This dimension studies whether there is a tendency to form hubs in the network or not. It measures the average number of times nodes touch \({O}_{2}\) (9). All nodes touch \({O}_{2}\) except for leaf nodes and nodes that are only in \({G}_{2}\)(they are only vertices of triangles). The larger the number of connections of a node, the larger the value of \({O}_{2,i}\). Large values of \({\rho {^{\prime}}}_{4}\) therefore shows there is a tendency to make hubs in the network.
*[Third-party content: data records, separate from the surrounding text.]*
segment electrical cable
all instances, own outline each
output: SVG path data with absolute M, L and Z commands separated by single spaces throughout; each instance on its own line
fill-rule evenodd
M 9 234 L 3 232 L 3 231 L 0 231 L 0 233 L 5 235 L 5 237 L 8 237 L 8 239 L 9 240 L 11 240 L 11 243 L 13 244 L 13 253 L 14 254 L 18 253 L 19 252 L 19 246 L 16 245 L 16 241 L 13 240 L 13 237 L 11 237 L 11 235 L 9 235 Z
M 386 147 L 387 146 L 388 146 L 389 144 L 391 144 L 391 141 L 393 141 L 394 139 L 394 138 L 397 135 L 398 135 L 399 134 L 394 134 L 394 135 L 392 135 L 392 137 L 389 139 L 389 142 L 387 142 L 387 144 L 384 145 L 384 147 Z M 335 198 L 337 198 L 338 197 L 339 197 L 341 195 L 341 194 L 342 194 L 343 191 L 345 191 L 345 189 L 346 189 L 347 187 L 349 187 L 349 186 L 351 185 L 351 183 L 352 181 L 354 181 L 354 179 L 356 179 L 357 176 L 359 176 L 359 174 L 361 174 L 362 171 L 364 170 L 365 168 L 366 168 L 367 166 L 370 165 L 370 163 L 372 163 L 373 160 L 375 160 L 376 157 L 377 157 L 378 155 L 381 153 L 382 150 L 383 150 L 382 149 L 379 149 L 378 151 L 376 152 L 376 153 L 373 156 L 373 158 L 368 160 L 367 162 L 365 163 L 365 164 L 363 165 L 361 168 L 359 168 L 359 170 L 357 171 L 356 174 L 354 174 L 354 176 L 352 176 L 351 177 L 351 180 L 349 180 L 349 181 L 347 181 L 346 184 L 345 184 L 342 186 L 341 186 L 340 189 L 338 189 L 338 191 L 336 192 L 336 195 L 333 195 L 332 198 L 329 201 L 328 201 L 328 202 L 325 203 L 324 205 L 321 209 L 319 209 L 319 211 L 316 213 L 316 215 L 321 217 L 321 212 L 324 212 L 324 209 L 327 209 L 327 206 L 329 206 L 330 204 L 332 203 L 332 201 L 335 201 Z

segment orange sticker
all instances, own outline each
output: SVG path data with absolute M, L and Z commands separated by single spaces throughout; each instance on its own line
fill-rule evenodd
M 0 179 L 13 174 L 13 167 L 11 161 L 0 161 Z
Unlike \({\rho }_{3}\), the hub coefficient does not linearly correlate with node degree; \({O}_{2,i}\) is given by the binomial coefficient \(\left(\genfrac{}{}{0pt}{}{n}{2}\right)\) where \(n\) is the number of non-connected edges attached to node \(i\) when the \({O}_{0,i}\) is greater than 2. If two networks have similar values of \({\rho }_{1}\), but different values of \({\rho {^{\prime}}}_{4}\), there is a higher tendency to make hubs in one network than in the other.

$${\rho {^{\prime}}}_{4}= \frac{\sum_{i}{O}_{2,i}}{\sum_{i}{P}_{2,i}}$$
(9)

To range between 0 and 1, \({\rho {^{\prime}}}_{4}\) can scale with the maximum value of \({O}_{2,i}\) in the network (10). \({\rho }_{4}\) can be rewritten as (11).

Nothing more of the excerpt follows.